Decía: la literatura blanda no tiene relación con la formación o la ideología de un autor sino con la forma en que ese escritor se relaciona con el hecho literario, con su trabajo e incluso con la historia de su arte. Siempre habrá más chances de componer una literatura perdurable (lo que está en las antípodas de la literatura blanda) si se es consciente de una tradición. Para eso no hace falta haber leído todo, pero sí saber que no se ha leído todo. Entender que lo que uno hace no es nuevo por el mero hecho de que parezca nuevo. Hay otra forma de verlo. La literatura blanda no tiene nada que ver con el gusto, ya que no depende del lector sino del autor; del compromiso con su propia obra, con el sistema literario, con sus lecturas previas. Es por eso que no hay lectores blandos: hay autores blandos. Y lectores que los detectan.
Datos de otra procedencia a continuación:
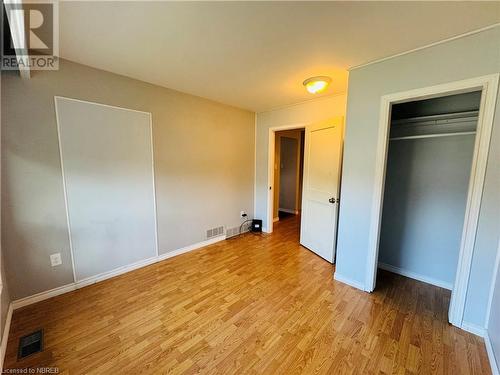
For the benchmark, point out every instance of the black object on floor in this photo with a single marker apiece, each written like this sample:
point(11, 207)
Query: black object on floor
point(30, 344)
point(256, 226)
point(284, 215)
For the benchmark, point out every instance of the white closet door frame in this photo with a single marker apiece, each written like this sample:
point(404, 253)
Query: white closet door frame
point(489, 86)
point(64, 178)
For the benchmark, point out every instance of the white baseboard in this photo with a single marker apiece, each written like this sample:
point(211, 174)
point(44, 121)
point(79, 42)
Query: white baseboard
point(107, 275)
point(474, 329)
point(416, 276)
point(5, 336)
point(495, 368)
point(345, 280)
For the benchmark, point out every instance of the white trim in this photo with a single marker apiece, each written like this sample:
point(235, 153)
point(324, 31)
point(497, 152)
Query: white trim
point(426, 46)
point(489, 86)
point(65, 194)
point(474, 329)
point(270, 170)
point(17, 30)
point(495, 368)
point(5, 336)
point(317, 98)
point(345, 280)
point(416, 276)
point(492, 285)
point(43, 296)
point(107, 275)
point(155, 210)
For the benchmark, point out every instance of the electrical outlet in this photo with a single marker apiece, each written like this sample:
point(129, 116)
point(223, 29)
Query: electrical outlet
point(55, 259)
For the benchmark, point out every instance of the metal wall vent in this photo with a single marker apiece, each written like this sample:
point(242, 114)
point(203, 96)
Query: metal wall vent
point(30, 344)
point(215, 232)
point(231, 232)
Decía, hace una semana, que la llamada “literatura del yo” es literatura blanda. ¿Pero acaso no toda literatura surge de la experiencia del autor? Por supuesto. Ya en 1926 Jorge Luis Borges escribía: “Toda literatura es autobiográfica, finalmente”. Conociendo a Borges, uno debe poner el foco en la pausa y el agregado “finalmente”. En ese matiz está lo esencial. Además del propio Borges, tanto Kafka como Proust o Joyce, por mencionar solo tres autores esenciales del siglo pasado, escribieron sus libros en la proyección de sus experiencias personales. Antes, se tomaron el trabajo de pasarlas por un tamiz: el de la escritura literaria. Kafka se sentía como un insecto monstruoso, y por eso creó a Gregorio Samsa. La literatura del yo, tal como se la practica en los últimos años, con un evidente sesgo narcisista, se diferencia muy poco de la anotación al paso en un diario íntimo. Es una literatura que busca y propicia una sola lectura: la de la identificación. Y desde ahí comunicar. O vender.
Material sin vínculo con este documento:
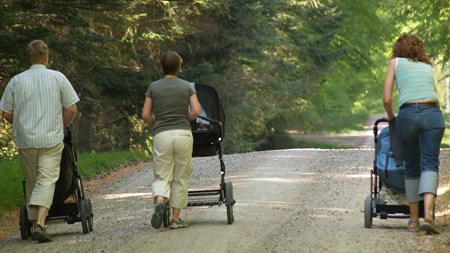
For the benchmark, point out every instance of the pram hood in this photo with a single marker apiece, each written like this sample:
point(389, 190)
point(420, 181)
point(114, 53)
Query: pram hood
point(211, 104)
point(390, 170)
Hacen literatura blanda los escritores que asumen, a sabiendas o no, un discurso estereotipado: el de los medios, el de las redes sociales, el del ámbito académico, el del psicoanálisis, el de los estudios de género. Lo mismo cuando se elige narrar temas de la agenda social y política, aunque se lo haga con buenas intenciones: la violencia machista, la crisis ambiental, la marginalidad. La literatura no debería ser un tenedor libre: los libros que se conciben siguiendo un menú de opciones terminarán en la mesa de saldos de la literatura blanda. Si se busca un efecto, se construye literatura blanda.
¿Cuál, dijimos, sería el reverso de la literatura blanda? La literatura perdurable. Los clásicos son el ejemplo por excelencia porque perdurar es una condición necesaria en la definición de clásico. Pero no solo ellos. Hay literatura publicada en la década del 80, del 90 y del 2000 cuya lectura no ha envejecido. Libros que han sido leídos y estudiados. Cuentos, novelas, poesía que seguiremos leyendo en el futuro. ¿Cuáles? Ya llegará el momento de los nombres. Más importante ahora es identificar y señalar la abrumadora hegemonía de literatura blanda en la industria del libro actual, y ubicarnos enfrente y en contra.
¿Por qué? Porque esa literatura tala bosques, expulsa lectores, nivela para abajo y contribuye a abonar un estado de situación: el de la fiesta de cumpleaños de la literatura argentina, donde todo es papel picado, adjetivos benévolos, reseñas favorables y globos de colores. Habrá primero que apagar la luz y la música. Por el bien de todos.